Le réalisme de la construction de l’univers et du déroulement de l’histoire permet également cette impression de tableau global. Diverses cultures nous sont présentées, chacun avec leur mode de vie et leurs coutumes. Par exemple, le peuple Fremen est divisé selon la géographie, le nord s’oppose au sud, où se trouvent les fondamentalistes qui vénèrent l’arrivée du messie, tandis que le nord se moque de ce fanatisme. Pour cause, le sud est la partie la plus hostile de la planète, toujours soumise à des tempêtes de sable, terreau fertile au développement de croyance dans la difficulté. De même, la peau translucide des Harkonnens est pâle à cause de leurs conditions de vie. Sur Giedi Prime, leur planète, seul la lumière blanche passe à travers l’atmosphère, ce qui cause un monde en noir et blanc, représenté par Denis Villeneuve grâce à des caméras infrarouges à haute résolution, et contribuant à nous dépayser davantage. 

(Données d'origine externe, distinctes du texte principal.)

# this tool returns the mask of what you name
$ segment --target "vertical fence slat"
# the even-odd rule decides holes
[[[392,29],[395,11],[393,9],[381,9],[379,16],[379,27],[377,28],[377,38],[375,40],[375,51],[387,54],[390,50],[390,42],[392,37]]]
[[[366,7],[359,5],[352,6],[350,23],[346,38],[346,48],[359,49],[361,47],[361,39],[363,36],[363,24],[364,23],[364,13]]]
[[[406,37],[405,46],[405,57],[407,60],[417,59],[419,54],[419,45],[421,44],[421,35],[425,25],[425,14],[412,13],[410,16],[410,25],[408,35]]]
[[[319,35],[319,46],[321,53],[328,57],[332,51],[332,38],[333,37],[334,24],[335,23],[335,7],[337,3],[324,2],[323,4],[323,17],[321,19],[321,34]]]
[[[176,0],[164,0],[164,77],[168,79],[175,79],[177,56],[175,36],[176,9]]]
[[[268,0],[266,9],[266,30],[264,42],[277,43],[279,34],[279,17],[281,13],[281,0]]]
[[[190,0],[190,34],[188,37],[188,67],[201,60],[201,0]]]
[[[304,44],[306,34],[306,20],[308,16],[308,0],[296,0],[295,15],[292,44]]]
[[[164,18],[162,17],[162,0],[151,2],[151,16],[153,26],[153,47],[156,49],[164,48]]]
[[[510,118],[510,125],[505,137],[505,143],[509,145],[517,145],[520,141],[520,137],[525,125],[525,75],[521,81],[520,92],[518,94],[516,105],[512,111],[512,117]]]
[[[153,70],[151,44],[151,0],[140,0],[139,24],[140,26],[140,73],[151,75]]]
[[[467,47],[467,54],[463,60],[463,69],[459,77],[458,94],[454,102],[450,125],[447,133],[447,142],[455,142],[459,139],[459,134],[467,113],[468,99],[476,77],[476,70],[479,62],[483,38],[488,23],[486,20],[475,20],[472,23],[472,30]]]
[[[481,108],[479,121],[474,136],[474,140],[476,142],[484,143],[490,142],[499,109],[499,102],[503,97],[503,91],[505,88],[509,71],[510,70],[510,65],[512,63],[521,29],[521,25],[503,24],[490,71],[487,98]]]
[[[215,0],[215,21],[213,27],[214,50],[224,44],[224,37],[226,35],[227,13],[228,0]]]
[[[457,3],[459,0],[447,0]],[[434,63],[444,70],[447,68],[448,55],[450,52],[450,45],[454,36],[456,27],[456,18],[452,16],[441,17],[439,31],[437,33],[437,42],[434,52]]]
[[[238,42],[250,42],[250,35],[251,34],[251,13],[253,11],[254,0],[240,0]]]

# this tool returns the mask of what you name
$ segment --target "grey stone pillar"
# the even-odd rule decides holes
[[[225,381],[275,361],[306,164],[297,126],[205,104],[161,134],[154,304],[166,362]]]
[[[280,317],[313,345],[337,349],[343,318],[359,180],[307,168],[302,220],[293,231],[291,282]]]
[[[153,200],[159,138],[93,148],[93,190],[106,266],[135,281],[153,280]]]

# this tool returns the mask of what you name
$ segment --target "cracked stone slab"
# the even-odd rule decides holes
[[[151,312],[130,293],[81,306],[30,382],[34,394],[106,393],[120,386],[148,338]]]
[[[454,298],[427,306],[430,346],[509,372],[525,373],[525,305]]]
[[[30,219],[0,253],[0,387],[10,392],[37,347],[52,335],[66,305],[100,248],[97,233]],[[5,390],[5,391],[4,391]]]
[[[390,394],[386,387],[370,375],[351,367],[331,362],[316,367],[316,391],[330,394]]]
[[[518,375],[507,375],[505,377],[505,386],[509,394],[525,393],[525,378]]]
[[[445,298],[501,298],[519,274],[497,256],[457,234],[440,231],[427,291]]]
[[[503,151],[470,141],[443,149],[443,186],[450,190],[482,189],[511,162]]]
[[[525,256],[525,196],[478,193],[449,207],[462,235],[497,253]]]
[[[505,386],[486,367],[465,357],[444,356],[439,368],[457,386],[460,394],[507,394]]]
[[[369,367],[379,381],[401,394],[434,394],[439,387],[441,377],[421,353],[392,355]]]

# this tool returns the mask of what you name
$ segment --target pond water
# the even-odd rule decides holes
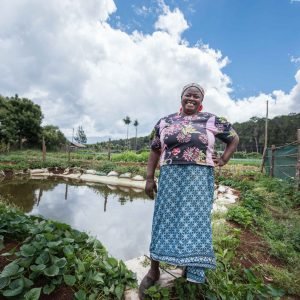
[[[67,223],[123,260],[148,253],[154,201],[142,191],[62,180],[0,183],[0,195],[29,215]]]

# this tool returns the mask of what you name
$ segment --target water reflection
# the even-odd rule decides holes
[[[139,190],[27,179],[2,182],[0,194],[28,214],[88,232],[117,258],[148,252],[154,202]]]

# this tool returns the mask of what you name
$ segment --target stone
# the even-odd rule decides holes
[[[85,174],[96,175],[97,171],[96,170],[86,170]]]
[[[143,176],[141,175],[136,175],[134,177],[131,178],[132,180],[136,180],[136,181],[143,181],[145,180]]]
[[[220,193],[225,193],[226,192],[226,187],[224,185],[220,185],[219,188],[218,188],[218,191]]]
[[[47,169],[33,169],[29,171],[30,174],[41,174],[46,172],[48,172]]]
[[[127,172],[127,173],[124,173],[124,174],[121,174],[119,177],[120,178],[131,178],[132,174]]]
[[[110,172],[107,174],[107,176],[116,176],[116,177],[118,177],[118,176],[119,176],[119,173],[116,172],[116,171],[110,171]]]

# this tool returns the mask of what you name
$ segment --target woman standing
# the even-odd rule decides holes
[[[224,166],[236,150],[238,135],[226,119],[202,112],[203,88],[191,83],[181,93],[181,109],[155,125],[147,167],[146,194],[157,192],[154,172],[160,161],[152,239],[151,267],[139,287],[159,279],[159,262],[185,267],[187,280],[205,281],[204,270],[214,269],[211,210],[214,166]],[[214,156],[215,138],[226,143],[223,155]]]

L’œuvre, à travers cette histoire, aborde de plus de nombreux thèmes qui sont encore d’actualité, bien que le matériau d’origine date de 1965. Herbert considérait en effet que même un roman de science-fiction devait porter un message aux lecteurs. Son travail n’est pas un pur divertissement. 


On retrouve par exemple l’idée d’émancipation des peuples colonisés, mais aussi le danger que représente l’alliance entre politique et religion: l'aliénation du pouvoir religieux, sur la colonisation religieuse et sur les dangers de marier la religion et la politique, ou bien l’avertissement face aux personnalités charismatiques. Bien qu’évoluant dans un espace et un temps lointain, Dune apporte des leçons qui s’appliquent à nos sociétés, telles que la lutte pour le pouvoir, que ce soit l’empereur Padishah Shaddam IV, le baron Harkonnen, ou même Paul Atréides qui n’a pas de fins moralement plus hautes que les autres acteurs. Cette lutte se retrouve dans l’impérialisme pratiqué par ceux-ci pour contrôler Arrakis et son épice, qui crée des dépendances et apporte le pouvoir, métaphore d’un pétrole que tous s’arrache et qui justifie l’interventionnisme. 


Le thème de l’écologie est également majeur, puisque l’eau et sa préservation est absolument fondamentale dans cette Arrakis hostile, que les Fremens veulent transformer en paradis vert.  

Enfin, la religion et le mysticisme, conditionnent une grande partie des actions des personnages. Le monde est régi par un obscur ordre de femmes, les Bene Gesserit, qui conseillent les pouvoirs et y exercent leur emprise. Elles veulent atteindre un but bien plus grand: guider l’Humanité vers l’évolution prospère. Pour ce faire, elles usent de manipulations génétiques pour faire naître un jour un être qui serait capable de créer un pont entre le temps et l’espace: le Kwisatz Haderach. Elles disséminent dans l’univers des prophéties, qui leur permettent de contrôler la population. Arrakis n’en est point exempte. Il est ainsi toujours ambigu de discerner si ce qui arrive à Paul relève de miracles, ou d’influences extérieures. 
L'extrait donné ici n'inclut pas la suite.